Cette semaine dans la weeknote, on va parler d'activisme sacré, de trauma collectif et de tribus de coeur <3
En début de semaine, je me suis immergée dans le travail de Thomas Huebl et de sa pratique de "collective trauma". Plus je travaille sur le changement systémique et comment nous pouvons transformer radicalement le fonctionnement de notre société, plus je suis forcée de creuser à la racine des obstacles qui semblent bloquer beaucoup de nos initiatives. Parmi ces obstacles, il y a les conflits qui se répètent à l'intérieur même de nos mouvements de transformation, la peur de ne pas savoir changer, la peur de ne pas survivre dans un monde transformé, la peur que celles et ceux qui ont été lésé.e.s jusque là souhaitent se venger...L'une des racines à laquelle je suis arrivée est la suivante: nous agissons depuis un espace de trauma.
Dans l'incertitude ou l'inconfort de la période actuelle, ce sont souvent les parties de nous traumatisées qui réagissent. Il y a donc un travail de guérison des traumas profond à mener, et bien que nous puissions traiter une partie de nos traumas personnels individuellement, nous avons également besoin de travailler nos blessures collectives ensemble. C'est avec ce constat que je me lance dans la formation de 4 mois à cette pratique et qui me fait déjà travailler sur ma propre capacité à être présente, en cohérence avec les différentes parties de moi, pour pouvoir avoir plus de sur les parts de moi non intégrées, c'est-à-dire celles qui n'ont pas encore digérées certains traumas et qui réagissent de manière démesurée dans certaines circonstances.

Et parce que je m'implique principalement dans des mouvements sociaux liés à l'environnement et à notre réconciliation avec le reste du vivant, je m'intéresse principalement à comment nous pouvons aller guérir ces traumas au sein des mouvements environnementaux.
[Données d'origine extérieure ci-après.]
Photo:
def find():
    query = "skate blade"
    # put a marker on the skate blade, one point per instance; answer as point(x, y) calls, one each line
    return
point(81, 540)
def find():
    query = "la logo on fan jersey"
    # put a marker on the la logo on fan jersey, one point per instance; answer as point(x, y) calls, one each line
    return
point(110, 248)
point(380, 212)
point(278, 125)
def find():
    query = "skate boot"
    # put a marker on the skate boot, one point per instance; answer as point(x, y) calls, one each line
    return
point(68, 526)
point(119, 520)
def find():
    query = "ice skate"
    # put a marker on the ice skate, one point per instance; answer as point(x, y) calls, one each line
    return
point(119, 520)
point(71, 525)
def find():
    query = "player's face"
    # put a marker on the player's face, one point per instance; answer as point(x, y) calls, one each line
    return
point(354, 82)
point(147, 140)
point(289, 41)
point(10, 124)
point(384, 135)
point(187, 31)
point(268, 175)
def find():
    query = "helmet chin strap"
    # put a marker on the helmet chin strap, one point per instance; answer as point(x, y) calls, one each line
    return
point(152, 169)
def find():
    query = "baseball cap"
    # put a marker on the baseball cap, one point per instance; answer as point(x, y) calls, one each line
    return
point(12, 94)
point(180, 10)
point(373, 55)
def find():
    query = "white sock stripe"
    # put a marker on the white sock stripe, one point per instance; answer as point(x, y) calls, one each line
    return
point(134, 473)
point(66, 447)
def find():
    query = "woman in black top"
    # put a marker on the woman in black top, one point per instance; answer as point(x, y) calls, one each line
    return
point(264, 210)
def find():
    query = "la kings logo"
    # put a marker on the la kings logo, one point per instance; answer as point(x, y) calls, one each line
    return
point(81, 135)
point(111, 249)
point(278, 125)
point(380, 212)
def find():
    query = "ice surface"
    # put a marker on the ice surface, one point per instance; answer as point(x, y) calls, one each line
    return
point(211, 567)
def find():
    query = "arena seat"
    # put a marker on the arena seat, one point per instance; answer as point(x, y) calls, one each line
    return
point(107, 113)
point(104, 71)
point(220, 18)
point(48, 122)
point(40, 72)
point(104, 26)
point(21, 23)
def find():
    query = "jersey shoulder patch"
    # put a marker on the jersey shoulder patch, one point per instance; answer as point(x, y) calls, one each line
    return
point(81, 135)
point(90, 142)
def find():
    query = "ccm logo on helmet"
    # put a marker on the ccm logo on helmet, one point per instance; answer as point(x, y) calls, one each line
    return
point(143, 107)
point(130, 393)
J'ai eu la chance d'être sélectionnée pour participer au groupe de recherche "Climate change and collective trauma" qui réunit des personnes à travers le monde pour mener des recherches autour de ce sujet. J'espère pouvoir bientôt vous en dire plus sur nos premiers échanges et apprentissages.

Je commence enfin à m'impliquer localement dans le groupe d'Extinction Rebellion Vallée de la Drôme qui prépare une conférence "En route vers l'extinction et comment faire pour l'empêcher", ça me permet d'en apprendre plus sur les enjeux et luttes locales, et notamment le collectif la tulipe sauvage qui se mobilise pour protéger les terres agricoles de la plaine de Chamarges et éviter leur bétonisation. J'avais participé à une action sur cette même problématique au triangle de Gonesse, dans la région parisienne. Autour de Paris se trouvent parmi les terres les plus fertiles de France, malgré tout, elles continuent à être urbanisées. Au triangle de Gonesse, la mobilisation citoyenne a fonctionné et a permis de stopper le projet Europacity (zone commerciale et piste de ski en intérieur...).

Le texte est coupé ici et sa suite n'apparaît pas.